Purple Butterfly actually reminds us of previous epic movies such as Bernardo Bertolucci’s 1900 or Sergio Leone’s Once Upon a Time in America. Films that need time for their spectators to truly know the effect they will have on them. And films that necessitate a high degree of attention, as the many characters involved are not always easy to recognize and it may be tricky to follow all the story developments, especially when one is not aware of the political background. Still, the maestria shown by Lou Ye in the intimate sequences as well as in the demonstrations and bombing scenes is nothing but obvious to anyone who sees the film – denying the pleasure that Purple Butterfly gives is simply absurd.

The poignant conclusion of the film, which shows archive stock shots of the China-Japan wars, gives an historical perspective to the individual trajectories the film portrayed. A subtle way for the director to link the film to contemporary situations and contemporary wars, and an indispensable reminder of what the craziness of men can do to humanity.

 

Synopsis

1927. Manchuria. Itami, a young Japanese man, in love with Cynthia, a beautiful Chinese girl. Their happiness ends when he is called home for his military service and they are forced to part. Returning from the train station where she has bid her lover farewell, Cynthia witnesses her brother's bloody murder at the hands of Japanese right-wing extremists. Three years later, Shanghai has been unofficially occupied by Japan. The city is rife with violence. Cynthia - now known as Ding Hui - is working for Purple Butterfly, a resistance group planning to assassinate Yamamoto, head of the Japanese secret service...

 

Director

Lou Ye, known as one of the 6th generation filmmakers in Chinese mainland, was born in 1965 in Shanghai where two of his successful pieces were made. Being the son of theatre performers, Lou Ye's childhood was spent backstage and in dressing rooms. Once an adult, he devoted himself to studying painting at the well-known Beijing Film Academy. During his days at BFA, Lou Ye along with his fellows students were deeply influenced by European films as well as courses in film schools such as those of N.Y.U and U.C.L.A, while the seniors were more fond of those of the Soviets.

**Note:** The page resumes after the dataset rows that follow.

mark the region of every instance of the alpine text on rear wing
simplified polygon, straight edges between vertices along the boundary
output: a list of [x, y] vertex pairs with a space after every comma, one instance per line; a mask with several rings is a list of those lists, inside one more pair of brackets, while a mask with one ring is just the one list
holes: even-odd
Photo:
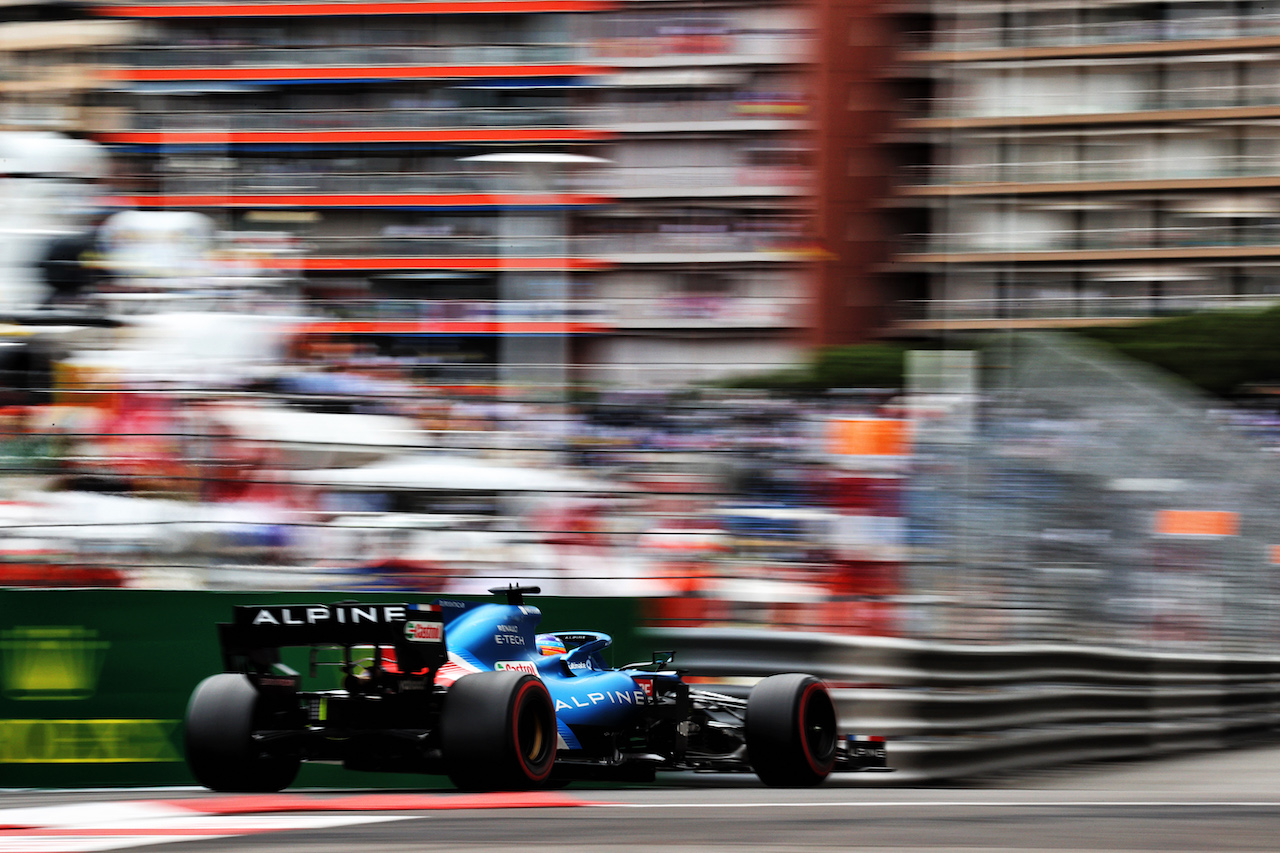
[[218, 632], [229, 670], [268, 667], [287, 646], [391, 646], [404, 672], [436, 669], [446, 657], [444, 618], [434, 604], [237, 606]]

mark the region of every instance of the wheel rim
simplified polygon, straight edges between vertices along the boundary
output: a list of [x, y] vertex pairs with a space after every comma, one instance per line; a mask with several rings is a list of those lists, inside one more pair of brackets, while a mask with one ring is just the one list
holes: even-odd
[[835, 706], [819, 685], [805, 691], [800, 731], [810, 765], [815, 771], [828, 769], [836, 753]]
[[530, 764], [537, 764], [542, 759], [546, 739], [541, 716], [536, 710], [530, 710], [520, 725], [521, 751]]
[[551, 724], [544, 713], [543, 703], [535, 698], [539, 688], [541, 685], [537, 683], [526, 685], [516, 705], [515, 750], [531, 778], [551, 772], [554, 757], [555, 739], [551, 734]]

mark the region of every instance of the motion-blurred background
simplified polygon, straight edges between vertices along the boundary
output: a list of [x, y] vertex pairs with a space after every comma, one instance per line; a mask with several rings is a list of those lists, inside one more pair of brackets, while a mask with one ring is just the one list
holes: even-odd
[[1273, 3], [0, 21], [2, 585], [1280, 629]]

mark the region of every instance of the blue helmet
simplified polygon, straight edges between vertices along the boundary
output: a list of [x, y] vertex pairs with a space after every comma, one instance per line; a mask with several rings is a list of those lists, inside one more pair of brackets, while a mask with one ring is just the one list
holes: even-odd
[[538, 651], [544, 655], [562, 655], [569, 651], [569, 648], [564, 644], [564, 640], [555, 634], [539, 634]]

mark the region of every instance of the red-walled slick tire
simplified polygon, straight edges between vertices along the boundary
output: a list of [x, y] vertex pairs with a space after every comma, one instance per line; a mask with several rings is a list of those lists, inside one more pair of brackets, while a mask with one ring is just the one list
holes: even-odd
[[820, 784], [835, 766], [838, 737], [835, 703], [812, 675], [770, 676], [747, 697], [747, 757], [766, 785]]
[[449, 688], [440, 712], [445, 772], [466, 791], [529, 790], [551, 777], [556, 712], [541, 679], [476, 672]]

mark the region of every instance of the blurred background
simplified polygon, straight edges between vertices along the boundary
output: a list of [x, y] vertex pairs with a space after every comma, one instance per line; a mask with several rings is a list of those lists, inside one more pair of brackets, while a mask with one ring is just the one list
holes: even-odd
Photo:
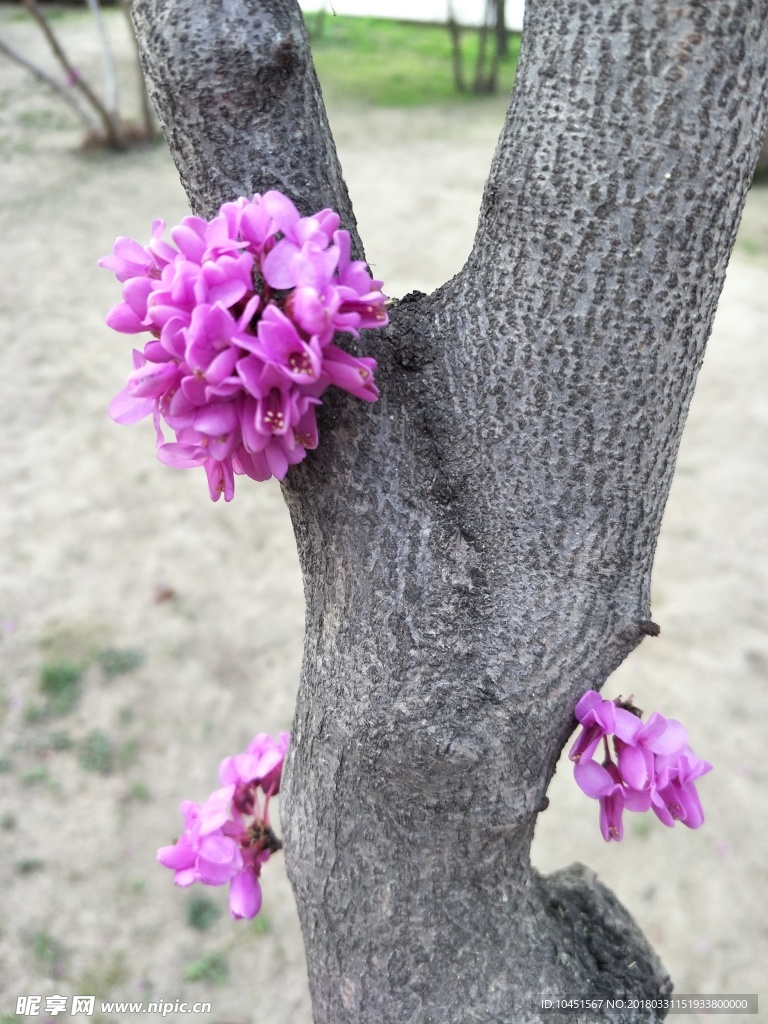
[[[17, 997], [53, 994], [308, 1024], [281, 859], [253, 922], [155, 862], [222, 757], [290, 728], [303, 602], [274, 481], [214, 505], [201, 473], [156, 461], [149, 423], [106, 414], [131, 344], [104, 325], [120, 289], [96, 262], [188, 212], [123, 7], [42, 8], [62, 62], [29, 7], [0, 4], [0, 1024], [25, 1019]], [[423, 23], [394, 20], [394, 0], [376, 18], [352, 7], [306, 4], [345, 176], [385, 290], [430, 291], [471, 246], [521, 12], [508, 4], [500, 33], [493, 4], [457, 2], [452, 25], [447, 4]], [[654, 576], [662, 633], [605, 691], [688, 726], [715, 765], [707, 822], [632, 815], [606, 845], [564, 763], [534, 848], [543, 871], [597, 870], [681, 993], [758, 992], [768, 962], [767, 198], [753, 187], [686, 427]], [[97, 1003], [83, 1019], [141, 1015]]]

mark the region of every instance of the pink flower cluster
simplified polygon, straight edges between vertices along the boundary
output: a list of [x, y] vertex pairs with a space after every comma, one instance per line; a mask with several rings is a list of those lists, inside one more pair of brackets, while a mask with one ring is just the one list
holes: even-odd
[[267, 192], [225, 203], [210, 222], [185, 217], [171, 231], [175, 246], [156, 220], [146, 246], [118, 238], [99, 262], [123, 283], [107, 324], [152, 335], [134, 350], [110, 416], [134, 423], [151, 413], [160, 460], [203, 466], [214, 501], [232, 499], [235, 474], [282, 480], [316, 448], [315, 408], [331, 384], [376, 401], [375, 360], [333, 337], [386, 325], [387, 298], [338, 227], [333, 210], [301, 217], [287, 196]]
[[[242, 754], [219, 766], [222, 789], [204, 804], [181, 805], [184, 831], [157, 859], [175, 872], [177, 885], [229, 882], [229, 909], [234, 918], [255, 917], [261, 909], [259, 875], [282, 843], [269, 823], [269, 801], [280, 789], [290, 734], [277, 739], [259, 733]], [[259, 800], [259, 790], [263, 799]]]
[[[669, 826], [676, 821], [688, 828], [702, 824], [695, 782], [712, 765], [687, 745], [688, 733], [680, 722], [654, 711], [643, 723], [632, 698], [603, 700], [594, 690], [584, 694], [575, 715], [582, 729], [568, 756], [575, 762], [579, 787], [600, 801], [600, 831], [606, 842], [622, 838], [625, 808], [652, 809]], [[592, 755], [601, 742], [604, 759], [598, 764]]]

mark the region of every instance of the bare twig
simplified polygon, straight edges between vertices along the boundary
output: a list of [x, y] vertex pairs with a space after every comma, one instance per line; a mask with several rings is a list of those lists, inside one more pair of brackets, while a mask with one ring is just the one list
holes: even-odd
[[509, 56], [509, 35], [507, 33], [507, 22], [504, 0], [492, 0], [494, 10], [494, 22], [496, 31], [496, 56], [503, 60]]
[[449, 0], [448, 3], [448, 32], [451, 36], [453, 84], [456, 87], [456, 92], [466, 92], [467, 87], [464, 82], [464, 67], [461, 57], [461, 29], [456, 21], [452, 0]]
[[475, 80], [472, 83], [472, 92], [481, 95], [488, 91], [485, 77], [485, 55], [488, 49], [488, 12], [483, 16], [483, 23], [478, 29], [477, 61], [475, 63]]
[[112, 55], [112, 47], [109, 42], [109, 34], [107, 33], [107, 26], [104, 24], [104, 17], [101, 13], [101, 6], [99, 0], [86, 0], [88, 7], [90, 8], [93, 19], [96, 22], [96, 30], [101, 38], [101, 53], [104, 58], [104, 82], [105, 91], [107, 94], [107, 110], [113, 115], [117, 115], [117, 75], [115, 74], [115, 59]]
[[98, 132], [99, 126], [96, 123], [96, 121], [94, 121], [94, 119], [91, 117], [88, 111], [83, 110], [83, 108], [77, 102], [77, 99], [67, 86], [62, 85], [60, 82], [57, 82], [53, 75], [49, 75], [47, 71], [43, 71], [43, 69], [38, 67], [37, 64], [34, 64], [31, 60], [25, 57], [23, 53], [19, 53], [19, 51], [14, 49], [13, 46], [11, 46], [9, 43], [6, 43], [4, 39], [0, 39], [0, 53], [4, 53], [9, 60], [12, 60], [14, 63], [25, 68], [27, 71], [33, 74], [35, 78], [39, 79], [41, 82], [44, 82], [47, 86], [53, 89], [54, 92], [56, 92], [64, 100], [64, 102], [72, 108], [74, 113], [85, 125], [85, 128], [87, 129], [89, 134]]
[[[498, 27], [497, 18], [504, 16], [503, 3], [499, 3], [499, 0], [487, 0], [485, 9], [485, 20], [483, 21], [479, 31], [479, 43], [477, 51], [477, 63], [475, 64], [475, 80], [472, 85], [472, 91], [479, 96], [490, 95], [496, 92], [499, 78], [499, 61], [501, 59], [501, 51], [499, 49], [499, 35], [496, 31]], [[494, 30], [494, 46], [490, 56], [488, 57], [488, 36]], [[486, 70], [486, 65], [489, 65]]]
[[126, 21], [128, 22], [128, 28], [131, 33], [131, 41], [136, 51], [136, 72], [138, 75], [139, 82], [139, 100], [141, 102], [141, 119], [144, 124], [144, 137], [147, 140], [154, 139], [158, 135], [157, 122], [155, 121], [155, 115], [152, 111], [152, 104], [149, 100], [149, 93], [147, 92], [147, 81], [144, 78], [144, 71], [141, 67], [141, 56], [139, 54], [139, 43], [136, 39], [136, 29], [133, 25], [133, 18], [131, 17], [131, 8], [128, 0], [118, 0], [120, 10], [125, 15]]
[[93, 109], [99, 115], [99, 118], [104, 125], [104, 133], [108, 144], [113, 149], [125, 149], [125, 139], [120, 131], [117, 119], [110, 114], [96, 93], [94, 93], [93, 89], [91, 89], [77, 69], [70, 63], [69, 58], [64, 53], [64, 50], [59, 43], [59, 40], [56, 38], [56, 35], [48, 24], [45, 15], [40, 9], [37, 0], [22, 0], [22, 2], [42, 29], [55, 57], [67, 72], [68, 80], [71, 81], [76, 88], [80, 89]]

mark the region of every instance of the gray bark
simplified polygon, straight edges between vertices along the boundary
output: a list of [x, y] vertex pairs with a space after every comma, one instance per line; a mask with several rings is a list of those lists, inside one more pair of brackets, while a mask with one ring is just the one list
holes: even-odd
[[[276, 187], [354, 233], [295, 3], [134, 13], [193, 208]], [[287, 478], [307, 619], [283, 820], [318, 1024], [669, 989], [588, 871], [528, 851], [578, 697], [651, 617], [767, 56], [766, 0], [528, 0], [466, 266], [364, 339], [380, 401], [329, 396]]]

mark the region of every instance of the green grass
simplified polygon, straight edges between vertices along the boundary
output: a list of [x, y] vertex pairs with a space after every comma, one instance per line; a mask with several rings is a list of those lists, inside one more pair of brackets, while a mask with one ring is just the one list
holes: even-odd
[[97, 999], [114, 999], [115, 990], [125, 985], [127, 980], [128, 971], [122, 950], [99, 953], [77, 979], [75, 991], [86, 992]]
[[184, 972], [187, 981], [207, 981], [211, 985], [223, 985], [229, 968], [222, 953], [203, 953]]
[[16, 116], [20, 128], [34, 131], [61, 131], [72, 127], [72, 119], [58, 110], [22, 110]]
[[269, 935], [272, 931], [272, 922], [263, 910], [251, 921], [251, 931], [254, 935]]
[[48, 932], [35, 932], [29, 944], [38, 965], [54, 978], [62, 977], [67, 951], [58, 939]]
[[146, 782], [132, 782], [128, 789], [128, 798], [138, 803], [148, 804], [152, 799], [152, 793]]
[[[47, 21], [85, 21], [88, 19], [89, 24], [92, 24], [92, 16], [89, 11], [79, 10], [78, 8], [69, 7], [62, 5], [61, 7], [51, 6], [46, 4], [45, 6], [45, 17]], [[30, 15], [27, 11], [19, 10], [14, 11], [8, 15], [8, 21], [30, 21]]]
[[96, 660], [107, 679], [115, 679], [138, 668], [144, 655], [137, 647], [103, 647]]
[[[80, 679], [84, 668], [67, 658], [49, 661], [40, 670], [40, 692], [45, 696], [46, 710], [53, 715], [74, 711], [80, 700]], [[29, 719], [29, 716], [28, 720]]]
[[25, 860], [16, 861], [16, 871], [20, 875], [34, 875], [38, 871], [43, 871], [45, 868], [45, 861], [38, 860], [37, 857], [27, 857]]
[[48, 769], [45, 765], [38, 765], [36, 768], [30, 769], [19, 779], [22, 786], [37, 786], [41, 782], [48, 781]]
[[75, 741], [67, 732], [52, 732], [46, 746], [48, 750], [71, 750]]
[[[314, 20], [307, 19], [310, 32]], [[474, 76], [478, 34], [463, 33], [464, 77]], [[489, 50], [491, 40], [489, 37]], [[510, 37], [509, 57], [499, 69], [499, 92], [512, 88], [520, 36]], [[378, 107], [477, 101], [453, 84], [451, 41], [446, 28], [379, 18], [326, 16], [312, 41], [312, 55], [323, 93]]]
[[126, 740], [121, 743], [115, 755], [115, 761], [120, 771], [130, 768], [139, 756], [139, 741], [137, 739]]
[[109, 775], [115, 764], [112, 741], [101, 729], [92, 729], [80, 744], [81, 768], [98, 775]]
[[187, 900], [187, 924], [200, 932], [207, 931], [221, 914], [221, 908], [205, 893], [196, 893]]
[[637, 818], [632, 821], [632, 834], [638, 839], [647, 839], [653, 831], [653, 819]]

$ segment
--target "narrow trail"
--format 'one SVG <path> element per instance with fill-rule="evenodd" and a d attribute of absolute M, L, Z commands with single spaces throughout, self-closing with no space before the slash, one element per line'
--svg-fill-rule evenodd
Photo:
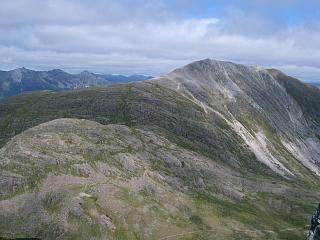
<path fill-rule="evenodd" d="M 278 232 L 286 232 L 286 231 L 294 231 L 297 229 L 301 229 L 301 228 L 285 228 L 285 229 L 281 229 Z M 241 230 L 241 229 L 237 229 L 234 228 L 232 229 L 236 232 L 243 232 L 243 233 L 258 233 L 258 232 L 265 232 L 265 233 L 273 233 L 276 234 L 275 231 L 272 230 Z M 174 234 L 174 235 L 170 235 L 170 236 L 165 236 L 162 238 L 159 238 L 159 240 L 165 240 L 165 239 L 171 239 L 174 237 L 183 237 L 185 235 L 190 235 L 190 234 L 195 234 L 195 233 L 202 233 L 202 232 L 216 232 L 217 230 L 199 230 L 199 231 L 191 231 L 191 232 L 184 232 L 184 233 L 178 233 L 178 234 Z"/>

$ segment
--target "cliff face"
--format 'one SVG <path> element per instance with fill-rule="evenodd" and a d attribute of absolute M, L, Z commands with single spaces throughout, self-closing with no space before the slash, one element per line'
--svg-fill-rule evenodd
<path fill-rule="evenodd" d="M 13 97 L 0 237 L 302 238 L 320 197 L 319 101 L 279 71 L 214 60 Z"/>

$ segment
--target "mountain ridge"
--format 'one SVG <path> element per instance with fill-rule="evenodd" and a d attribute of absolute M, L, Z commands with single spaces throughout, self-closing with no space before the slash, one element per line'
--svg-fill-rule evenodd
<path fill-rule="evenodd" d="M 151 76 L 145 75 L 102 75 L 91 73 L 89 71 L 70 74 L 61 69 L 36 71 L 23 67 L 10 71 L 0 71 L 0 100 L 25 91 L 58 91 L 98 85 L 128 83 L 131 81 L 142 81 L 150 78 Z"/>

Lou Ye's graduation film, Weekend Lover (1994), helped to define the 6th generation filmmaking. The film follows the lives of a group of dissatisfied young people in Shanghai during the 80's and early 90's. It is a significant shift from the 5th generation filmmakers (of which the representative directors are Zhang Yimou and Chen Kaige) with its emphasis on tradition and official Chinese culture. The film is also notable as the production team was the youngest in Chinese filmmaking history. Weekend Lover was the Winner of the Rainer Werner Fassbinder Prize for Best Director at the Mannheim-Heidelberg Film Festival in 1996.

In 1995, faced with the near impossibility of raising money for independent feature films in China, Lou Ye turned to television, producing the ground-breaking "Super City," a series for which he gave ten of his 6th generation colleagues the unprecedented opportunity to leave their inhibitions at the door and make whatever kind of film they wanted. His own TV production "Don't Be Young" (1995),a psycho-mystery, broke similar ground for Chinese television films with its non-narrative expressionism.

In 1998, Lou Ye founded Dream Factory, one of China's first independent film production companies. Dream Factory's first production, in association with Philippe Bober and the Coproduction Office, was Suzhou River, Winner of the VRPO Tiger Award at the 29th Rotterdam Film Festival 2000. The film is turning out to be a big hit with both general audiences and the critics in the western world, notably Suzhou River was a hot selling film at the Berlin European Film Market.